Not by Might

2959436086As I read through Hannah’s song in 1 Samuel 2:1-10 this week, I couldn’t help but notice that parallelism is everywhere:
“My heart exults in the Lord; / my strength is exalted in my God.”
“Talk no more so very proudly, / let not arrogance come from your mouth;”
“The bows of the mighty are broken, ~ but the feeble gird on strength.”

As a recovering English major, I got terribly excited about this. I went through the whole poem pairing off lines, making one mark to show lines with similar meanings and a different mark to show lines of opposite meaning. Line after line after line . . . until I got to verse 9: “He will guard the feet of his faithful ones, ~ but the wicked shall be cut off in darkness; for not by might does one prevail.”

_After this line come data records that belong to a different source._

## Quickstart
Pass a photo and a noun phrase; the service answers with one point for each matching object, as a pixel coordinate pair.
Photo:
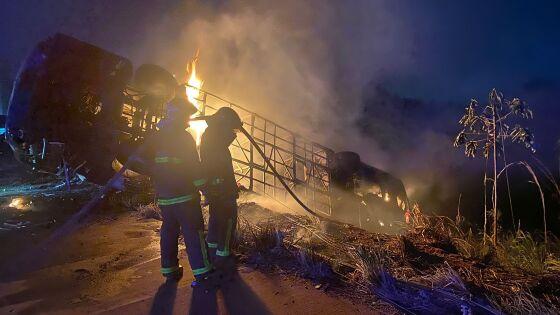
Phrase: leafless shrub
(312, 265)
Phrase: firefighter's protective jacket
(217, 162)
(175, 166)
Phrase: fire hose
(278, 176)
(34, 258)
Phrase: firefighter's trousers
(222, 225)
(185, 217)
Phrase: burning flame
(194, 84)
(387, 198)
(17, 203)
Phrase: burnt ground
(111, 265)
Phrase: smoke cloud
(314, 68)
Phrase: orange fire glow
(194, 84)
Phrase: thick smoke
(316, 69)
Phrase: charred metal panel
(66, 104)
(364, 195)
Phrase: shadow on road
(164, 299)
(203, 303)
(240, 298)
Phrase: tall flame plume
(192, 90)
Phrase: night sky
(434, 55)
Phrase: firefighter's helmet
(226, 117)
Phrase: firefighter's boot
(174, 275)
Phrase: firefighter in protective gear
(222, 191)
(177, 178)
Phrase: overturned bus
(78, 109)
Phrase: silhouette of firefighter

It’s this last phrase that threw me. “For not by might does one prevail.” There is no parallel line. There is no opposite line. Out of this entire poem, this one line stands alone.

“For not by might does one prevail.”

Sometimes the power of the powerful is found in unexpected ways. (Like in this example about Nelson Mandela.)

“For not by might does one prevail.”

Sometimes, one prevails with instruments of peace and playfulness in the midst of foreign troops and roadside bombs. (Like in this example of the circus parade in Afghanistan.)

“For not by might does one prevail.”

Sometimes, one prevails in ways that seem, at first, to be defeat. (I encourage you to listen to this father’s story–starting at 13:10; or read the transcript–last section of Act 1. )

“For not by might does one prevail.”

Hannah sang it in the temple. Mary sang it in the home of Elizabeth. God sang it in that Bethlehem stable, amidst the blood and sweat and joy of birth. Jesus sang it from the cross.

“Not by might does one prevail.”

As people of the resurrection, it is the song we sing. It is the promise to which we cling: “Not by might does one prevail.”

Thanks be to God.

[This post is adapted from the sermon I preached on December 8, 2013.]